Se precipitó hacia el túnel.
«Ven a mí. Ven a mí ven a mí ven a mí».
Corrió. Estaba en aquel lugar, pero también en otro. Estaba corriendo por el túnel, arrastrando a Babcock al interior, pero también volvía a ser aquella niña, la del campo. Percibió el dulce olor a tierra, y sintió el frío aire de la noche sobre las mejillas.
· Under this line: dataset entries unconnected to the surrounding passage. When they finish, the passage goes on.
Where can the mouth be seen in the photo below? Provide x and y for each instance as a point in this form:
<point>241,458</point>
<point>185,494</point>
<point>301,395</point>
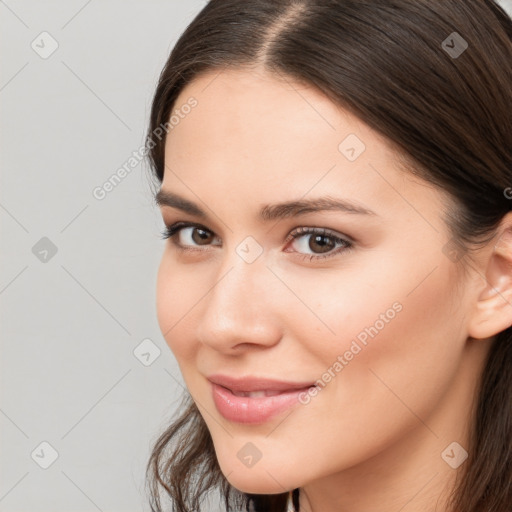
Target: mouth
<point>253,400</point>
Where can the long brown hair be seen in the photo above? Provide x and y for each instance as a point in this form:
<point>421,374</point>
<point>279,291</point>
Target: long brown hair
<point>448,115</point>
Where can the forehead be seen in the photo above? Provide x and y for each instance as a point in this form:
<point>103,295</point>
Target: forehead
<point>261,138</point>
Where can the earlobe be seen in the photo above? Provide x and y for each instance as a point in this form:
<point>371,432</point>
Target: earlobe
<point>493,309</point>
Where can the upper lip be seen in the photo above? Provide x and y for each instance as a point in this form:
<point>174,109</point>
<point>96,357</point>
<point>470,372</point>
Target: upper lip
<point>249,384</point>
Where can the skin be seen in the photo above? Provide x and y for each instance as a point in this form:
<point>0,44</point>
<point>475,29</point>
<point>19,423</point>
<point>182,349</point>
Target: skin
<point>375,434</point>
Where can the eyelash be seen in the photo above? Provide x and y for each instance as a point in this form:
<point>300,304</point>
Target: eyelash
<point>170,231</point>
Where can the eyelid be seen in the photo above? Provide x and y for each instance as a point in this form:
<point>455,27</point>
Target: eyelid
<point>297,233</point>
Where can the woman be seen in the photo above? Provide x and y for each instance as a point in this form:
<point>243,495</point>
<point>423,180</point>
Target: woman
<point>334,176</point>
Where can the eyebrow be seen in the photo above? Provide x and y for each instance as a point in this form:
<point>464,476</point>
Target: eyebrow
<point>269,212</point>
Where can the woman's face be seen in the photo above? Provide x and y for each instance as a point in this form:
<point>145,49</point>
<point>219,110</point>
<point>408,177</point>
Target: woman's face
<point>370,308</point>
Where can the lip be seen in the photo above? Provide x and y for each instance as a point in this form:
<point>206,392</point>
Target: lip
<point>254,410</point>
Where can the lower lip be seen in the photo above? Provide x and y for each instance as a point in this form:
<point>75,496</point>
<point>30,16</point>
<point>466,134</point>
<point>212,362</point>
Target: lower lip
<point>244,409</point>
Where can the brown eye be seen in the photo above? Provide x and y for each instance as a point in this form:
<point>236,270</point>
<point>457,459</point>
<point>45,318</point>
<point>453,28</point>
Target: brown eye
<point>321,243</point>
<point>201,236</point>
<point>317,243</point>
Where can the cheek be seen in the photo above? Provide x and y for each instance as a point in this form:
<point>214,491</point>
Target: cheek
<point>176,293</point>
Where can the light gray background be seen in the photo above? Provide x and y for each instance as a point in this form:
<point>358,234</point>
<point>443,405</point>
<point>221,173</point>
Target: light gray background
<point>70,324</point>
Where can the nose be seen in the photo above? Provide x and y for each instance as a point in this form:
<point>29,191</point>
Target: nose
<point>240,312</point>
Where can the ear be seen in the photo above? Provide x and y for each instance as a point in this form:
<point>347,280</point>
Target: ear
<point>493,310</point>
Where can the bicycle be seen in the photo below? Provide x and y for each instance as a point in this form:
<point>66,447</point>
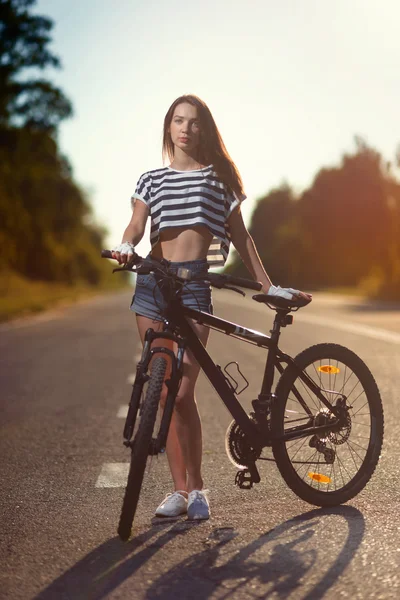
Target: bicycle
<point>324,421</point>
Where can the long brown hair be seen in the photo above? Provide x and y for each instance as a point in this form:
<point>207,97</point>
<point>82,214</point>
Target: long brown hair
<point>211,148</point>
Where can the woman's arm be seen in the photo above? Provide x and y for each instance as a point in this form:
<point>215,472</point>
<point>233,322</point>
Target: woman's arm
<point>245,246</point>
<point>135,230</point>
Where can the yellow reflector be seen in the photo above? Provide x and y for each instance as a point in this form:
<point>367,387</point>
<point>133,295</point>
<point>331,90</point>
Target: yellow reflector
<point>319,477</point>
<point>328,369</point>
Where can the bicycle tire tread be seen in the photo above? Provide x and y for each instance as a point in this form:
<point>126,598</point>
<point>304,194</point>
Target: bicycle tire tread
<point>360,480</point>
<point>140,449</point>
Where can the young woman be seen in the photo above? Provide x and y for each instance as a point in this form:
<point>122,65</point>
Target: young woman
<point>194,206</point>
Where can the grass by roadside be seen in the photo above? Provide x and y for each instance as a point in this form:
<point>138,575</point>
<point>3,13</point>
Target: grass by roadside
<point>21,297</point>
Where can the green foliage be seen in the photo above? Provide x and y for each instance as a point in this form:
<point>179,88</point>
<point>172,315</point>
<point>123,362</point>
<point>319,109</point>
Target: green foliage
<point>342,231</point>
<point>47,231</point>
<point>24,38</point>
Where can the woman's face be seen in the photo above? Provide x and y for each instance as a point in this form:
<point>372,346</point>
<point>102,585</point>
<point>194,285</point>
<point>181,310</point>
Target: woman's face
<point>185,127</point>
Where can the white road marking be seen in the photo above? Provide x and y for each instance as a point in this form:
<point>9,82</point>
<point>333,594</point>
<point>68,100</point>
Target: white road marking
<point>123,411</point>
<point>372,332</point>
<point>113,475</point>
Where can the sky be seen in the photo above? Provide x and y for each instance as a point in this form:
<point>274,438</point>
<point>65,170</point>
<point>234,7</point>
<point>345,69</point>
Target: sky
<point>290,84</point>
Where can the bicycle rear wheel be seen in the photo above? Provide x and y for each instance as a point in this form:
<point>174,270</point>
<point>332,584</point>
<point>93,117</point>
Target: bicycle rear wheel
<point>141,446</point>
<point>329,468</point>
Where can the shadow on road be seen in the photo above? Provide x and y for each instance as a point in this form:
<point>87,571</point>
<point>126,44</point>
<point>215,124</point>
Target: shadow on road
<point>106,567</point>
<point>290,558</point>
<point>278,561</point>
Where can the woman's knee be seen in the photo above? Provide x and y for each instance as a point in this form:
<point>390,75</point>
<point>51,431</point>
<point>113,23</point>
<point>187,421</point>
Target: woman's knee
<point>184,401</point>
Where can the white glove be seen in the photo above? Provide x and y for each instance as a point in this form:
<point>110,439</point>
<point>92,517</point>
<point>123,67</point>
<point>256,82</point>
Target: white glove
<point>287,293</point>
<point>125,248</point>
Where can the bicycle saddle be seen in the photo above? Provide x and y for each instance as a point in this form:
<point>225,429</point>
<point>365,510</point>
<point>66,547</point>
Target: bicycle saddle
<point>281,303</point>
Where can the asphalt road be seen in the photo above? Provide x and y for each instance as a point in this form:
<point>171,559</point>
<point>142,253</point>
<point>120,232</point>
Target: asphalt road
<point>64,381</point>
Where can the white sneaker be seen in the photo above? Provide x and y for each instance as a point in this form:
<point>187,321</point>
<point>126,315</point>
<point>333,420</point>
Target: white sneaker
<point>198,505</point>
<point>173,505</point>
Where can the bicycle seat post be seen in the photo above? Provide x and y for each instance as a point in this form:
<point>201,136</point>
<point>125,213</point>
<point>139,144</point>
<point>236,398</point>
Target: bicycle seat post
<point>262,404</point>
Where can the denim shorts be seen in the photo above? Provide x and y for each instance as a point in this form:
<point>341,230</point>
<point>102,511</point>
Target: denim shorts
<point>148,300</point>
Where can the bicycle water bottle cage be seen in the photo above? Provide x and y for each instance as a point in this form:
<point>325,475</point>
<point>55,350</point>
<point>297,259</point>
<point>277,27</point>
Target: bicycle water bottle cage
<point>235,383</point>
<point>185,274</point>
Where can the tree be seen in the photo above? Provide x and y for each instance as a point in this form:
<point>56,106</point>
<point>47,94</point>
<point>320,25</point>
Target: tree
<point>34,103</point>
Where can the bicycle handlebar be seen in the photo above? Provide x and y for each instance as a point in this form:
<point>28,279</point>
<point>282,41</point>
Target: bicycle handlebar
<point>216,279</point>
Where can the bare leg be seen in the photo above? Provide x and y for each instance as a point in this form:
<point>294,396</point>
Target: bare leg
<point>188,424</point>
<point>174,451</point>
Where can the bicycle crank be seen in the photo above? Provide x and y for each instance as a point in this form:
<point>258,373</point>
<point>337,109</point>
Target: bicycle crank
<point>246,478</point>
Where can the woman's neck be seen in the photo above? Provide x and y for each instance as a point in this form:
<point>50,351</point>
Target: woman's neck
<point>184,162</point>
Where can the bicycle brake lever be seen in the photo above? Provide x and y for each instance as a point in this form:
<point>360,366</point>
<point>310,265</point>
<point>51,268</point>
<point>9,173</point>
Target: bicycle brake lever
<point>128,267</point>
<point>228,287</point>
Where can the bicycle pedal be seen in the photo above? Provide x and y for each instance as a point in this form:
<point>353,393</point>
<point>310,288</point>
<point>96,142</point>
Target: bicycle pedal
<point>244,480</point>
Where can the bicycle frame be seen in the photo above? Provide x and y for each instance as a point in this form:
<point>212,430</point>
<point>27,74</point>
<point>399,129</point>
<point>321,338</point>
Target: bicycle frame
<point>176,319</point>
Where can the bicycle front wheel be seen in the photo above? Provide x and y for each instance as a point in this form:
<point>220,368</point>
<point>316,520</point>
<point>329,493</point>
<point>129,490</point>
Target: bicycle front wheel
<point>141,446</point>
<point>329,468</point>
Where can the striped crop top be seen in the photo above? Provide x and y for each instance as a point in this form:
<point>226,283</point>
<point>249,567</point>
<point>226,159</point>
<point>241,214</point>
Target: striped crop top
<point>188,198</point>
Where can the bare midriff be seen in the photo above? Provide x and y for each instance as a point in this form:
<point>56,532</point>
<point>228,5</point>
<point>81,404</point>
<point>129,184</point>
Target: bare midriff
<point>178,244</point>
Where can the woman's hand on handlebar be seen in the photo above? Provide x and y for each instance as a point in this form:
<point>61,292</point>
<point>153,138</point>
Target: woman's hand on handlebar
<point>123,253</point>
<point>287,293</point>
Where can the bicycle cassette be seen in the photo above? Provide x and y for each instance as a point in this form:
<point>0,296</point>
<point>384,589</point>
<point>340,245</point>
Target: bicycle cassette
<point>239,451</point>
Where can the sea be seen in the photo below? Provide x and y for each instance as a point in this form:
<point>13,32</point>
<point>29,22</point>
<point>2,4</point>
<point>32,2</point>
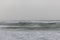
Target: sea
<point>23,34</point>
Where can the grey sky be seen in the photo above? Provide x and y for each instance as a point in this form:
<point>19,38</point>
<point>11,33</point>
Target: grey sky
<point>30,9</point>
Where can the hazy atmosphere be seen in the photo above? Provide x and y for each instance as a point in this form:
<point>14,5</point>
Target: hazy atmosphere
<point>29,9</point>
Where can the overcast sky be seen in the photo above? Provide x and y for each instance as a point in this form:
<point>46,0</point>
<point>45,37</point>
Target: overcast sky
<point>29,9</point>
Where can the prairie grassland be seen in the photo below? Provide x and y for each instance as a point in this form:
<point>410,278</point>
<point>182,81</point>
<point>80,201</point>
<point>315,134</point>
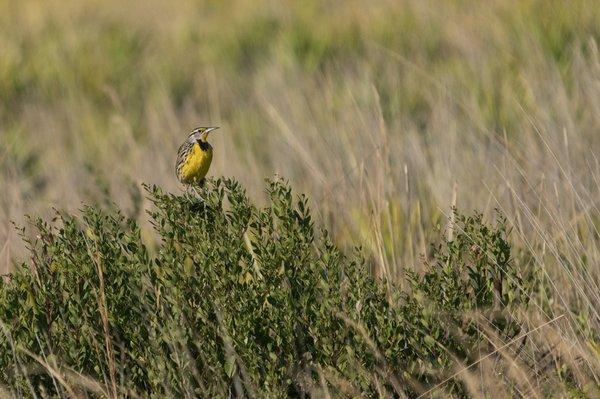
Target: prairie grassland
<point>386,113</point>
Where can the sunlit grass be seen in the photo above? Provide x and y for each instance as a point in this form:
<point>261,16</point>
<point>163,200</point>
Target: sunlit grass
<point>385,113</point>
Oyó la voz de sus hermanas y su madre, que la llamaban desde la puerta.
«Corre, hija, corre lo más deprisa que puedas».
Llegó a la puerta y siguió corriendo, por el pasillo con sus luces zumbantes, hasta la sala de la camilla, vasos de precipitación y baterías, todas las cositas del viejo mundo y sus terribles sueños de sangre.
Se detuvo y giró sobres sus talones hacia la puerta. Y allí estaba.
«Soy Babcock. Uno de los Doce».
«Al igual que yo», pensó la hermana Lacey cuando, detrás de ella, el temporizador de la bomba llegó a las 0:00, los átomos de su núcleo se derrumbaron unos sobre otros, y su mente se llenó para siempre de la luz blanca y pura del cielo.